Lo que nosotros conocemos como "conucos" y que en nuestra cabeza es símbolo de un atraso propio del siglo antepasado ha evolucionado en algo que hoy en día se llama "granja integral". En una última parte de mi defensa al conuco como entidad de explotación productiva hablaré un poco más de estas unidades de explotación y expondré algunas buenas prácticas agrícolas que incluyen cultivos en sistemas multiestratos, protección de suelos y aguas, enfoque en la producción de materias primas locales, buenas prácticas de siembra, sobre las que ya se ha publicado bastante y que constituyen una interesante alternativa para la generación de riqueza, empleo y alimentos.

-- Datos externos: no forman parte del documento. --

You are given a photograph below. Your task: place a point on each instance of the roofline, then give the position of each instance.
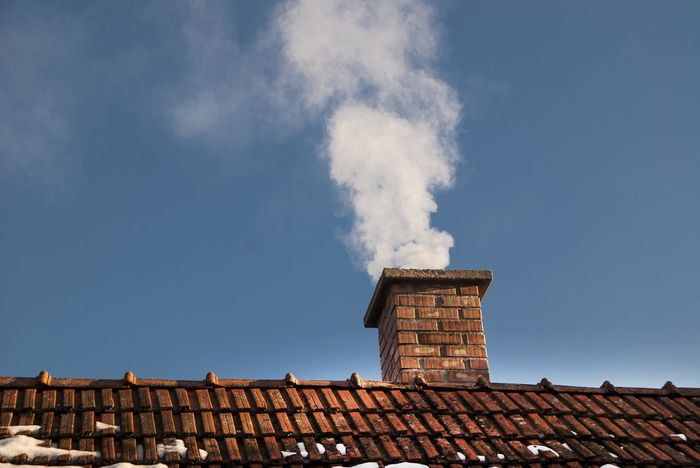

El cambio de enfoque de la producción agropecuaria con énfasis industrial insostenible a otro autosustentable, integrado a un sistema masivo de pequeñas y medianas unidades de producción (conucos o granjas integrales) pueden servir de alternativa a lo que estamos viendo hoy en día.

1 comentario:

Vicente Contreras dijo...

Que buen trabajo, el enfoque sistémico del problema. Creo que unido a tu crianza, ayudó en mucho la integración de conceptos recibidos en tus tesis de grado; hoy todavía aprendiendo en esto de cerrar ciclos biológicos a través de la biodiversidad. Pero es importante ponerse a pensar y actuar en cómo sacar mejor provecho de los recursos alimenticios con el mínimo deterioro del ambiente.